Но форму их слегка можно было изменить с помощью инъекций. Так и получилось. И как мне обещала Верка, такое легкое оттопыренное состояние будет держаться несколько дней, после рассосется, если не повторить процедуру или же никто не вздумает вздуть их как-то иначе…
Думаю, Наиля меня все равно вычислила бы среди толпы, будь я с этими ушами, без или вообще с горбом. И сейчас она с интересом рассматривала изменения во мне, пока ехали на “Ниве” с необычной раскраской.
– Что ты собираешься делать?
– Как я понял, чтобы попасть к себе, надо разобраться со всей этой фээсбэшной бандой. Но это долгоиграющий процесс. И, честно говоря, я не уверен в его благополучном исходе.
– Понятно. Тогда зачем я?
– Помоги продумать, как проникнуть в дом.
Я ей коротко объяснил ситуацию, не делясь подробностями, не называя имена и не указывая местность. Я имею в виду готовящуюся атаку на базу противника в Краснопавловске и ликвидация политических адресатов…
– Проще говоря, террористические акты… – не смог удержаться Прилизанный.
– Назовите, как хотите, – равнодушно ответил Длинный. – В возникшей тогда ситуации меня меньше всего волновали юридические формулировки.
– Пока вы разбирались с бандитами или ликвидировали людей, связанных со спецслужбой противника, все это еще терпимо было. Вы убивали, спасая известного, как я понимаю, депутата, и здесь можно было рассмотреть для вас при желании смягчающие обстоятельства. Хотя, ликвидируя одних бандитов, вы спасали других.
Вы стали активным членом Организации, которая являла собой не что иное, как замаскированное крыло специальной службы третьего государства, с подачи которой противник и оккупировал наши земли. Но и здесь хоть с натяжкой можно было вас оправдать, учитывая поставленную перед вами задачу.

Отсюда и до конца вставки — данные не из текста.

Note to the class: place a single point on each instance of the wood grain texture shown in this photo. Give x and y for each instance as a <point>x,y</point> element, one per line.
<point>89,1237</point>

Но, планируя политические убийства, пусть даже в ином государстве, вы преступили черту… А я и не сомневаюсь, что вы тогда ее преступили, так ведь?..
Длинный нехотя кивнул.
– …Во-от… Лучше вы вообще об этом промолчали, – с досадой проворчал Прилизанный. – Налейте-ка мне, дружище, – обратился он к Арзуману. – Чувствую, мои нервы нуждаются в анестезии на этой стадии рассказа.
– Как будто наши нервы отдыхают, – недовольно пробурчал Режиссер. – Я никогда с таким мрачным сценарием не сталкивался. Требую свои боевые сто грамм! – он решительно протянул бокал Арзуману.